A mão expressa a força do agir, do fazer, a capacidade criadora, mas também destruidora; assinala a violência da apropriação, da posse, da agressão. Mas a mão também semeia, cuida, cura, ampara, protege, acaricia, abençoa. Cortar a mão poderá significar o corte de expressões práticas do desejo de posse, de apropriação, de manipulação, de violência, de poder. O pé assinala a inscrição do nosso corpo no mundo, mas também indica impressão (rasto de peugadas), ocupação do espaço, apropriação, conquista e posse (as botas de guerra dos soldados). Com os pés se espezinha, se esmaga, se humilha. A imagem de cortar o pé poderá ser um alerta severo para o cuidado permanente com o que pisamos, o modo como andamos e respeitamos a vida que acontece sob os nossos pés. O olho expressão de um desejo de cobiça, o roubo, a apropriação indevida do outro reduzido a objeto e a coisa. Pelo olhar começa, no interior de nós mesmos, a ativar-se a lógica de um desejo devorador.
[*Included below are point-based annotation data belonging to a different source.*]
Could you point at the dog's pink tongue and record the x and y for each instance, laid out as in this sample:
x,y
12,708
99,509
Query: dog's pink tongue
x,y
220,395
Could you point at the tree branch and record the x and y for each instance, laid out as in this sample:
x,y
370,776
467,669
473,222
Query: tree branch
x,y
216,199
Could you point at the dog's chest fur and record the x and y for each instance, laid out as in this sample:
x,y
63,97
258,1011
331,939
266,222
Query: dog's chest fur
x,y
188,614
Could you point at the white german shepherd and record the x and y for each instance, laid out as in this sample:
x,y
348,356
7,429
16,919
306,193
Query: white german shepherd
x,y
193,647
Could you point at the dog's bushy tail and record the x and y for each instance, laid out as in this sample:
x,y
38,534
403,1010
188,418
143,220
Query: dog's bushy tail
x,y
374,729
Por isso o evangelho nos convida a uma continua purificação do olhar: «Bem-aventurados os puros de coração porque verão Deus». Precisamos de disciplinar o nosso próprio olhar, cortar a tentação permanente de manipulação e instrumentalização do outro, reduzido a objeto do nosso desejo. Olhar bem é reconhecer o mistério do outro em sua inacessibilidade e transcendência, esse reduto inviolável de uma liberdade e de uma consciência que nunca alcançarei, que sempre me escapa.
A que disciplina dos sentidos e dos gestos o evangelho nos convoca! Numa vida espiritual feita no quotidiano.